Direct stability characterization of aconite alkaloids in different media by autosampler-mediated incubation-online solid phase extraction-LC-MS/MS

Because degradation might occur at any step of conventional sample preparation protocols, it is of great importance to carry out direct analysis for stability characterization of drug candidates in vitro. Herein, an automated system for directly monitoring the stability of drug candidates in different media was configured by hyphenating autosampler-mediated incubation, online solid phase extraction, and high performance liquid chromatography-tandem mass spectrometry (AMI-SPE-LC-MS/MS). The thermostatic autosampler served as an incubator, and an SPE column was employed to online capture analytes after direct injection of incubated matrices. To achieve sensitive detection, a predictive multiple reaction monitoring approach was introduced to monitor the degradation products. As a proof-of-concept, this system was applied for direct stability characterization of six aconite alkaloids, including aconitine (AC), mesaconitine (MA), hypaconitine (HA), benzoylmesaconine (BMA), benzoylaconine (BAC), and benzoylhypaconine (BHA), which are the primary effective as well as toxic components in aconite-derived herbal medicines.
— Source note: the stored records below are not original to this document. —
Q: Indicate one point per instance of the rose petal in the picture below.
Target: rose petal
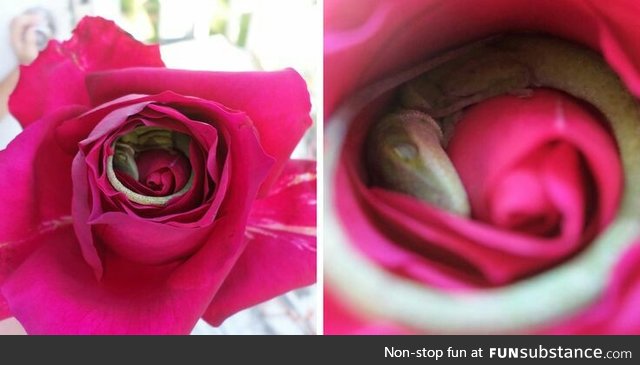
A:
(619, 33)
(96, 44)
(130, 299)
(616, 310)
(281, 252)
(340, 320)
(30, 207)
(387, 31)
(275, 101)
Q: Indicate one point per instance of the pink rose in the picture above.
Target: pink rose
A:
(549, 248)
(139, 199)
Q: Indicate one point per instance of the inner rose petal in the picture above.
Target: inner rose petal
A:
(150, 165)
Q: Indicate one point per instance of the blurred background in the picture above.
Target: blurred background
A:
(222, 35)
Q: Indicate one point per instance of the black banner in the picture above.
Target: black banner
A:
(326, 349)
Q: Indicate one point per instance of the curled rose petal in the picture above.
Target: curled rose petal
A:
(39, 89)
(420, 257)
(281, 244)
(262, 96)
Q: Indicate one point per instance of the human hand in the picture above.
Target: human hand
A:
(24, 31)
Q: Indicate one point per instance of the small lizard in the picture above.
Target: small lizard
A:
(511, 64)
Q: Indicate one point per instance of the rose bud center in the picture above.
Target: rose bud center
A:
(150, 165)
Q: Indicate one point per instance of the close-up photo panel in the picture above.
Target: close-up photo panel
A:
(481, 167)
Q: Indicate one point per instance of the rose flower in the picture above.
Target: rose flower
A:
(481, 167)
(139, 199)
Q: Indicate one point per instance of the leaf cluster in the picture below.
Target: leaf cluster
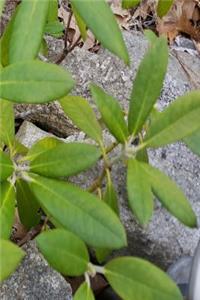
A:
(36, 180)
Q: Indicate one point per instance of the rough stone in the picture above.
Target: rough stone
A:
(35, 280)
(110, 72)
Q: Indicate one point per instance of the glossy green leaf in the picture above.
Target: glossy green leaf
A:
(27, 205)
(6, 166)
(64, 251)
(65, 160)
(136, 278)
(34, 82)
(111, 112)
(52, 11)
(28, 30)
(80, 212)
(193, 142)
(84, 292)
(54, 27)
(150, 35)
(7, 209)
(110, 198)
(2, 2)
(98, 17)
(42, 146)
(7, 123)
(81, 24)
(140, 196)
(170, 195)
(82, 115)
(12, 255)
(129, 3)
(142, 155)
(147, 84)
(176, 122)
(163, 7)
(20, 148)
(44, 48)
(5, 39)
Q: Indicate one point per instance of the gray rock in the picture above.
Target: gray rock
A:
(35, 280)
(165, 239)
(28, 134)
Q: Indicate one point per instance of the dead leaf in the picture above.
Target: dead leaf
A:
(184, 17)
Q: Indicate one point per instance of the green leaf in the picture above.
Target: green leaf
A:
(44, 48)
(129, 3)
(176, 122)
(64, 251)
(6, 166)
(163, 7)
(7, 209)
(20, 148)
(111, 112)
(34, 82)
(65, 160)
(82, 115)
(28, 28)
(147, 84)
(142, 155)
(134, 277)
(27, 205)
(150, 35)
(7, 123)
(193, 142)
(42, 146)
(81, 24)
(5, 39)
(80, 212)
(2, 2)
(54, 27)
(84, 292)
(140, 196)
(170, 195)
(98, 17)
(53, 11)
(110, 198)
(12, 255)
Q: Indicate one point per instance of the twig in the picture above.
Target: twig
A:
(97, 182)
(30, 235)
(70, 48)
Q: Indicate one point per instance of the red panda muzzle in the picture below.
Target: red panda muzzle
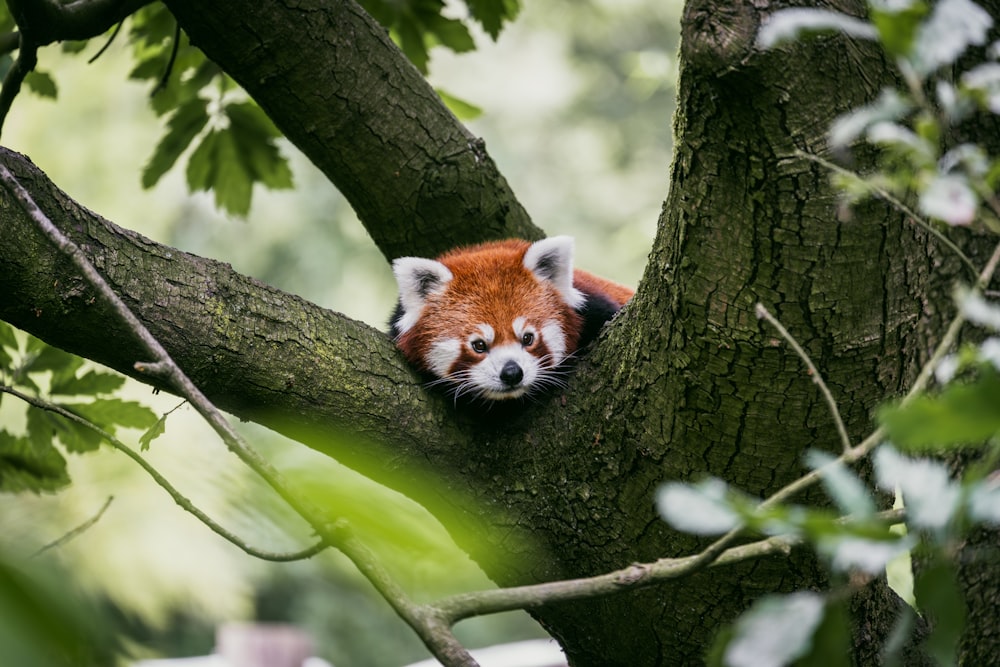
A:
(496, 321)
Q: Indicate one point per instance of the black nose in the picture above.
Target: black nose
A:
(511, 374)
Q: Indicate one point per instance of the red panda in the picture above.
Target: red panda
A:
(495, 321)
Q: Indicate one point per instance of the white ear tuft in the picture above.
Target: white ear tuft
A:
(552, 260)
(418, 279)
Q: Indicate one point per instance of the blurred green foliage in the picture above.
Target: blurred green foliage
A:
(954, 185)
(574, 100)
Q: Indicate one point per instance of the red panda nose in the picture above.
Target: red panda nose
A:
(511, 374)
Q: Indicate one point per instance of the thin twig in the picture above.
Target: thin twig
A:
(900, 206)
(845, 439)
(444, 645)
(637, 575)
(76, 532)
(107, 43)
(162, 481)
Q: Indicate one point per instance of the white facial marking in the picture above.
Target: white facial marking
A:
(486, 374)
(442, 355)
(486, 333)
(551, 260)
(555, 340)
(417, 278)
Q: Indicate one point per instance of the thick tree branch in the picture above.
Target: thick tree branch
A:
(418, 180)
(336, 533)
(257, 352)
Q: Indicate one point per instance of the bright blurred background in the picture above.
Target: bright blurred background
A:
(577, 100)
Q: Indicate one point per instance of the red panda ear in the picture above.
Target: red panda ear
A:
(551, 260)
(418, 279)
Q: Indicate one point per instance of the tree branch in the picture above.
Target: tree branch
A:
(437, 637)
(48, 21)
(163, 483)
(418, 180)
(82, 528)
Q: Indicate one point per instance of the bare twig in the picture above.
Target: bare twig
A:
(76, 532)
(107, 43)
(437, 636)
(162, 481)
(845, 439)
(637, 575)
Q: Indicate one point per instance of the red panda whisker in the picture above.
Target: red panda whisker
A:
(490, 291)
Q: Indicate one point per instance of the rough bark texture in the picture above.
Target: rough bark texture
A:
(685, 383)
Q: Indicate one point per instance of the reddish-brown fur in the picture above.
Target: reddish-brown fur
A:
(490, 284)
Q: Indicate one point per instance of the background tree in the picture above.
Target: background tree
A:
(685, 383)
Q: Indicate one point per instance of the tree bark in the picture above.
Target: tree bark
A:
(344, 95)
(684, 383)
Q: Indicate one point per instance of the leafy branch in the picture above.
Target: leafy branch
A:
(336, 533)
(162, 482)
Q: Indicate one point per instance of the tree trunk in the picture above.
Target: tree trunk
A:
(685, 383)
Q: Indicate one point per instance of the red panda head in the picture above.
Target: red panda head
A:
(492, 321)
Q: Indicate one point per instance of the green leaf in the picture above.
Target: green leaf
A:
(111, 413)
(931, 498)
(7, 337)
(787, 25)
(451, 33)
(938, 596)
(961, 414)
(254, 134)
(43, 426)
(897, 23)
(463, 110)
(183, 126)
(153, 432)
(202, 163)
(42, 84)
(91, 383)
(701, 509)
(776, 630)
(233, 184)
(8, 341)
(492, 14)
(28, 466)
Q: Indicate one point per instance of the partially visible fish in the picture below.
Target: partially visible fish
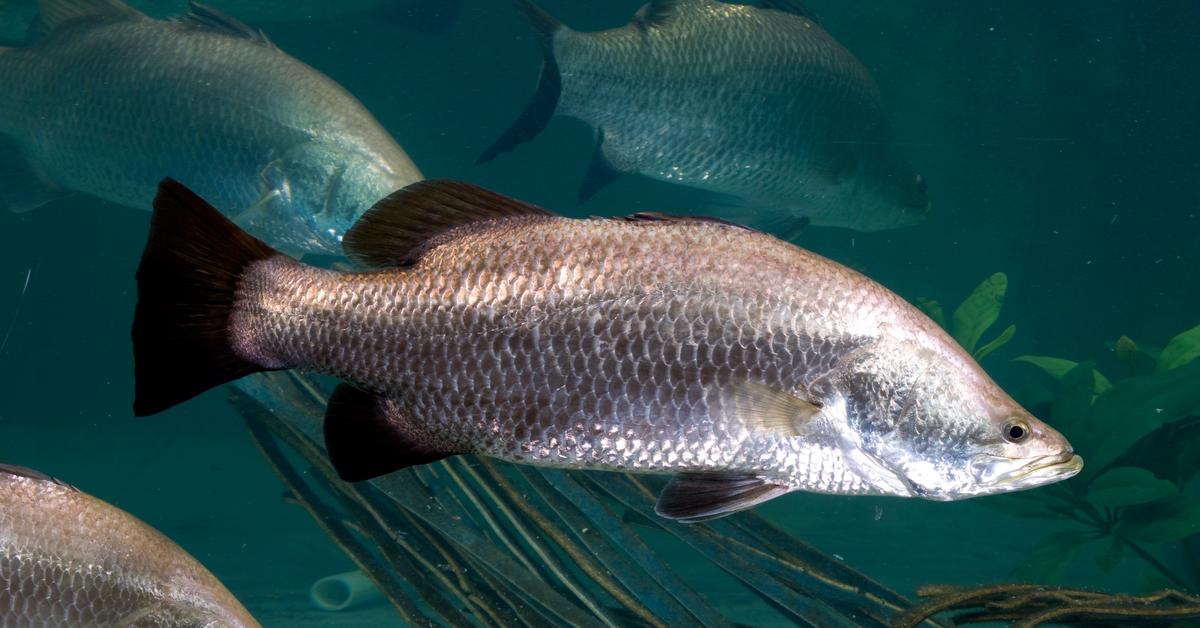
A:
(425, 16)
(757, 105)
(108, 101)
(67, 558)
(744, 365)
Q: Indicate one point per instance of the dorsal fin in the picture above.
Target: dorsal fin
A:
(787, 6)
(658, 12)
(397, 229)
(204, 17)
(53, 13)
(34, 474)
(658, 216)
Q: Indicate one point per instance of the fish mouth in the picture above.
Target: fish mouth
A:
(1041, 470)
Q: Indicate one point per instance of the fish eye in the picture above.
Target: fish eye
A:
(1017, 431)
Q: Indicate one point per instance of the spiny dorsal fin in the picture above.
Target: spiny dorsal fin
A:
(658, 216)
(660, 12)
(787, 6)
(366, 440)
(699, 496)
(207, 18)
(34, 474)
(768, 408)
(53, 13)
(397, 229)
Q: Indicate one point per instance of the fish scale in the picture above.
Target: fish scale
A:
(760, 106)
(109, 101)
(67, 558)
(738, 363)
(583, 358)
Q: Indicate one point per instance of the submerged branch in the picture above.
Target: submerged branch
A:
(1029, 605)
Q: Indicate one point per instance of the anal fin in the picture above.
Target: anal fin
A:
(365, 436)
(699, 496)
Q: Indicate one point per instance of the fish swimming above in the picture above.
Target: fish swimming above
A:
(741, 364)
(754, 102)
(424, 16)
(67, 558)
(109, 101)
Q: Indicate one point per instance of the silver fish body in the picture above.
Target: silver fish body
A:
(760, 105)
(109, 101)
(643, 345)
(67, 558)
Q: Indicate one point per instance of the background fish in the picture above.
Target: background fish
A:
(427, 16)
(108, 101)
(743, 364)
(760, 105)
(67, 558)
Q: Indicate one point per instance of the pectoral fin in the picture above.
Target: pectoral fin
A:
(769, 408)
(699, 496)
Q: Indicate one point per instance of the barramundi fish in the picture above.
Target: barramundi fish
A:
(745, 366)
(757, 103)
(67, 558)
(108, 101)
(426, 16)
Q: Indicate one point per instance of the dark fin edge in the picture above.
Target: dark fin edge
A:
(204, 17)
(31, 473)
(545, 99)
(54, 13)
(363, 440)
(401, 227)
(691, 497)
(187, 285)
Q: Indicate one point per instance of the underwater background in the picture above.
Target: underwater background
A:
(1061, 144)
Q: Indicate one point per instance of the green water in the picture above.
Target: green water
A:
(1060, 142)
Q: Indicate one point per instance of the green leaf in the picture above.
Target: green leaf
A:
(1164, 521)
(1111, 556)
(1128, 486)
(933, 309)
(1049, 558)
(979, 311)
(1057, 368)
(1181, 350)
(999, 341)
(1073, 400)
(1134, 407)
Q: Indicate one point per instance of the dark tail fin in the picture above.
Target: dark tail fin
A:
(544, 102)
(187, 283)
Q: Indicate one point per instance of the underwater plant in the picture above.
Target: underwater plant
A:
(975, 316)
(1140, 440)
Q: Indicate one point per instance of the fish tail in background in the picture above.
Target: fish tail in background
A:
(187, 289)
(544, 102)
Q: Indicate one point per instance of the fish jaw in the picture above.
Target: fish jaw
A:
(1006, 474)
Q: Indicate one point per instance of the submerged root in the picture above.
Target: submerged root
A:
(1027, 605)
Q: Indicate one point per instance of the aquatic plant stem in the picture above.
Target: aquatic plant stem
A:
(543, 552)
(1156, 563)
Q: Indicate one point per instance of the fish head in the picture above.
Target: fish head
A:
(313, 193)
(931, 424)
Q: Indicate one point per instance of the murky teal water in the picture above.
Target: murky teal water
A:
(1060, 142)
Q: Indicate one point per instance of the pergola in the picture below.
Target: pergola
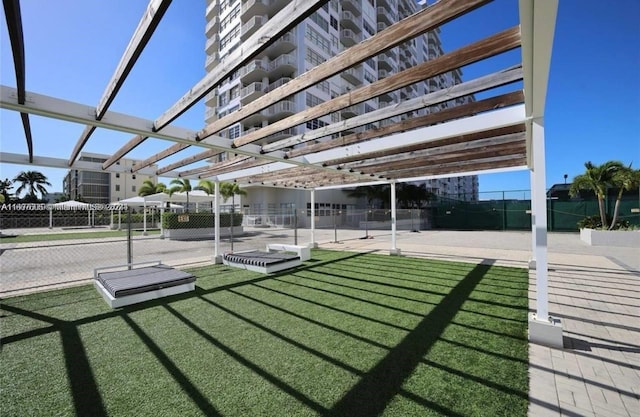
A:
(500, 133)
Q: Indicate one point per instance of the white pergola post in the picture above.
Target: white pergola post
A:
(532, 260)
(216, 231)
(144, 218)
(394, 250)
(313, 219)
(543, 329)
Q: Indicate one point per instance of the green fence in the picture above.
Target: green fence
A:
(515, 214)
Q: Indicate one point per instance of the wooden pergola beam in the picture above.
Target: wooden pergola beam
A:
(434, 151)
(430, 119)
(477, 85)
(13, 17)
(148, 24)
(209, 153)
(493, 45)
(417, 24)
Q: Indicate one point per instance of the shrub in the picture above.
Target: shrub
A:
(198, 220)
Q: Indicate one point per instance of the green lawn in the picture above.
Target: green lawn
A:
(346, 334)
(77, 235)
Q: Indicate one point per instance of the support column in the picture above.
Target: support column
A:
(313, 243)
(394, 250)
(217, 258)
(543, 329)
(532, 260)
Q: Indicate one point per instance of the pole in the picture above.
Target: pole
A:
(129, 243)
(295, 226)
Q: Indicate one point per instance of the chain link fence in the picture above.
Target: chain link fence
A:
(42, 248)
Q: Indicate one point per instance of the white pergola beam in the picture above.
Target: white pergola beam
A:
(50, 162)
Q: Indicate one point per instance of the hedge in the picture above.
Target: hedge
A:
(198, 220)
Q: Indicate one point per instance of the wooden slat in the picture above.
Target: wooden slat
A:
(209, 153)
(464, 110)
(363, 158)
(416, 155)
(479, 165)
(493, 45)
(477, 85)
(13, 17)
(449, 157)
(148, 23)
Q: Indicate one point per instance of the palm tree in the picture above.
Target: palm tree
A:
(33, 182)
(149, 187)
(182, 185)
(625, 179)
(208, 187)
(5, 186)
(596, 178)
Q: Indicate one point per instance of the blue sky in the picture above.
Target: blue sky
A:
(72, 48)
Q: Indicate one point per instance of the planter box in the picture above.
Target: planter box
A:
(629, 239)
(200, 233)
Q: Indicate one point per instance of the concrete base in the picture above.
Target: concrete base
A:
(547, 333)
(532, 264)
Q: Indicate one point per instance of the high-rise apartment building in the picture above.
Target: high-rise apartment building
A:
(338, 25)
(104, 187)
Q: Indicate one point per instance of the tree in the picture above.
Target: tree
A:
(229, 189)
(182, 185)
(5, 187)
(33, 182)
(596, 178)
(625, 179)
(149, 187)
(371, 193)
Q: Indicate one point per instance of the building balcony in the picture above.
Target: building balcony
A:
(284, 45)
(210, 115)
(212, 10)
(280, 110)
(251, 92)
(390, 97)
(212, 61)
(282, 65)
(252, 25)
(211, 99)
(348, 20)
(255, 71)
(278, 83)
(352, 6)
(287, 133)
(212, 26)
(349, 38)
(252, 8)
(212, 45)
(385, 16)
(352, 111)
(354, 75)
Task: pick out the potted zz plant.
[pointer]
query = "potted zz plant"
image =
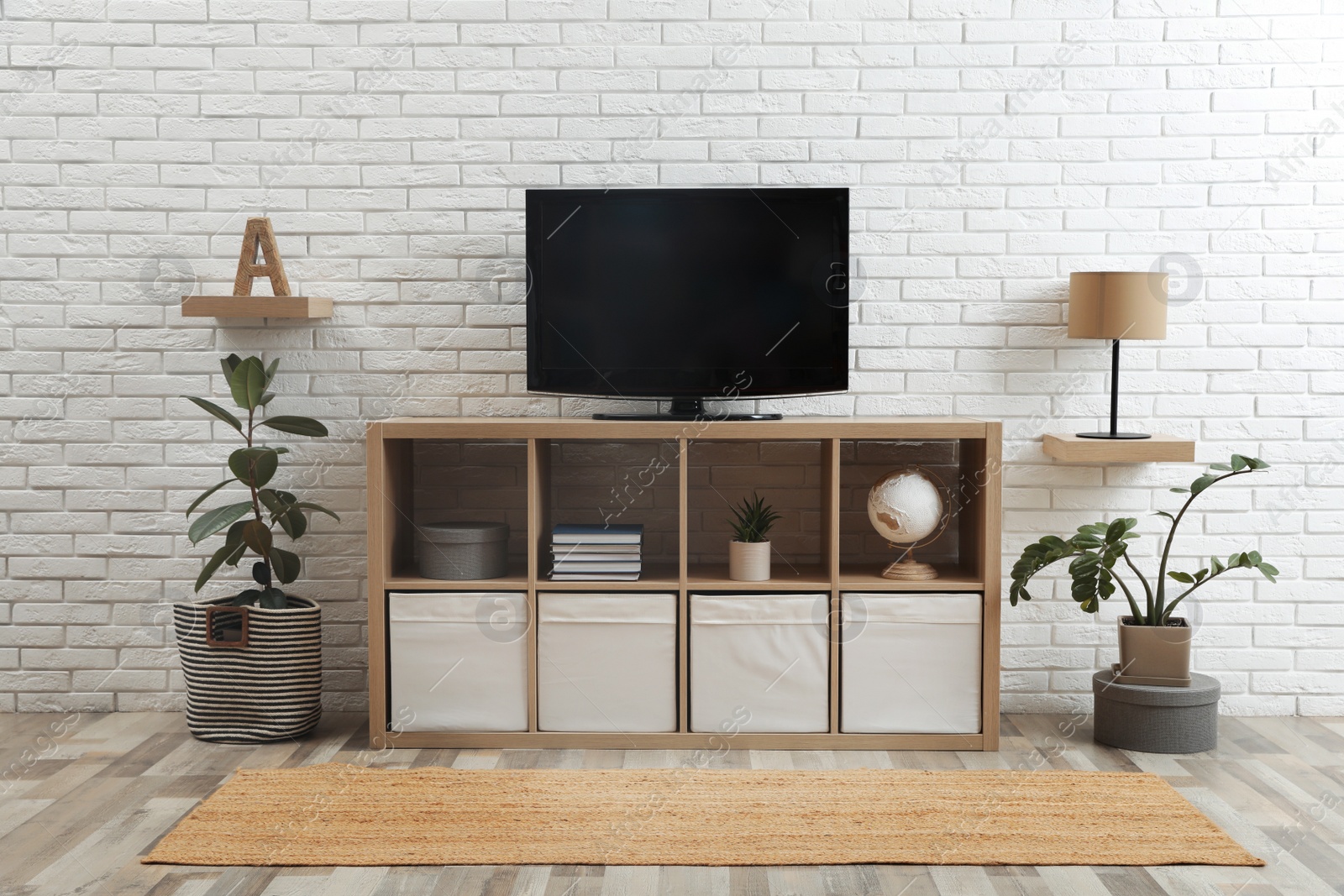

Extensive hydrolysis to generate two degradation products was observed for AC, MA, or HA in phosphate buffer saline (PBS, pH 7.4), PBS fortified with fresh rat plasma and PBS spiked denatured rat plasma, whereas BMA, BAC, and BHA remained intact in PBS, PBS spiked rat plasma, methanol, acetonitrile (ACN), and 50% aqueous ACN. Therefore, care should be taken to maintain the stability of aconite alkaloids, in particular in alkaline media, during metabolic and pharmacokinetic evaluations. More importantly, the developed AMI-SPE-LC-MS/MS system provides a reliable tool for directly and veritably monitoring the in vitro stability of drug candidates.